A per-X-years limit means a benefit can only be claimed once during a specified number of years. This rule applies to items or treatments that are not needed annually, such as hearing aids, orthotics, or major dental appliances.

How It Works

A per-X-years limit is a benefit maximum that applies over a multi-year period instead of resetting every benefit year, so a service might be covered only once every two years. While most coverage maximums on a personal health plan are stated per calendar year for each insured person, some maximums use a multi-year window instead. For one of these multi-year maximums, the period begins on the day the insured person first incurs an expense under that maximum, rather than on a fixed calendar date. This kind of frequency or per-period limit restricts how often a service is covered, which is different from an annual dollar maximum that caps the total amount a plan will pay over a benefit period.
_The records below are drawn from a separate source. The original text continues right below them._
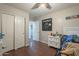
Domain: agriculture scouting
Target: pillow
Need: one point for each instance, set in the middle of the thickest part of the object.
(67, 38)
(75, 39)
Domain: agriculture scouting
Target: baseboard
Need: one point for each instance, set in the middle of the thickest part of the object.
(43, 42)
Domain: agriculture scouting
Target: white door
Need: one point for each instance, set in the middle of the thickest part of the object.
(19, 32)
(34, 30)
(7, 29)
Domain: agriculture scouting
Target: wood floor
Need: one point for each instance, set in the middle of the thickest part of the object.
(35, 49)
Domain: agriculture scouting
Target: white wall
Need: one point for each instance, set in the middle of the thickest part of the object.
(6, 9)
(59, 21)
(0, 22)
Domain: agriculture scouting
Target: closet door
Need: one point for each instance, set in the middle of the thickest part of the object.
(7, 29)
(19, 32)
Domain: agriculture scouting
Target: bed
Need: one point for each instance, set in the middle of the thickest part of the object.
(70, 41)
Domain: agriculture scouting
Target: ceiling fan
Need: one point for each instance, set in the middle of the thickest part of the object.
(42, 5)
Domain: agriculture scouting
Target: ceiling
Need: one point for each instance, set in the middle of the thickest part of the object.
(41, 11)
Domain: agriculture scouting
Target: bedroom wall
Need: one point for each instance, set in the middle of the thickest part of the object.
(59, 21)
(6, 9)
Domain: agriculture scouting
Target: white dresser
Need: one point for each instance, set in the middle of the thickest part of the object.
(54, 41)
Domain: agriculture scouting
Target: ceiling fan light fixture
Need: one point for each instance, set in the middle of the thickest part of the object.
(41, 5)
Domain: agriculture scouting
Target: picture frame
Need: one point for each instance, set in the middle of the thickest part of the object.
(47, 24)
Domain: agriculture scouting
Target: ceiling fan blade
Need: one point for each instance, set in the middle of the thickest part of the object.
(36, 6)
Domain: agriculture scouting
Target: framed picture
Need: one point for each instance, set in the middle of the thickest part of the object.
(47, 24)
In dental plans, these limits are often expressed by time or frequency, capping the number of procedures permitted during a stated period, such as no more than two cleanings in twelve months or one cleaning every six months.

Example:

A Canadian personal health plan might cover prescription eyewear, but make the benefit eligible only once every two years rather than annually. If you claim new glasses this year, you generally will not be eligible to claim prescription eyewear again until two years have passed, even though other benefits like dental cleanings reset on their own schedule.

What to Watch For:

Once a frequency-limited benefit has been used for its allowed period, you are responsible for any further charges until the next eligible period, and major services may require predetermination to confirm coverage. Keep in mind that per-period maximums often coexist with other limit types on the same plan, since a single benefit can carry both an annual cap and additional sub-limits such as per-visit caps. Multi-year frequency limits are common for benefits such as vision care, where a plan may make prescription eyewear eligible only every two years.

Related Terms

Per Person / Per Family

Per person and per family describe how benefit limits, deductibles, or maximums are applied within a health or dental insurance plan. A per person limit means the specified amount applies individually to each insured member, while a per family limit represents the total combined coverage for all members under one policy.

Per-Visit Maximum

A per-visit maximum is the highest dollar amount your insurance plan will reimburse for a single appointment or treatment with a healthcare provider. If the provider charges more than this set amount, you are responsible for paying the difference. This type of limit is most common in extended health plans for paramedical services, such as physiotherapy, chiropractic care, massage therapy, or acupuncture.

Periodontics

Periodontics is the area of dentistry concerned with the prevention, diagnosis, and treatment of gum disease and supporting bone structures around the teeth. Treatments may include deep cleaning (scaling and root planning), gum grafts, and maintenance therapy.

Per Incident

Per incident refers to the way certain insurance benefits are calculated or limited based on each separate event, illness, or accident rather than by year or lifetime. When a benefit is paid “per incident,” it means you are eligible for reimbursement each time a new, distinct occurrence happens, up to the maximum amount specified for that type of claim.

Preventive (Dental Subcategory)

Preventive dental care focuses on maintaining oral health through regular cleanings, examinations, and minor treatments. It helps detect issues early, reducing the need for major dental work later. Services in this category include exams, X-rays, scaling, polishing, fluoride treatments, and sealants for children.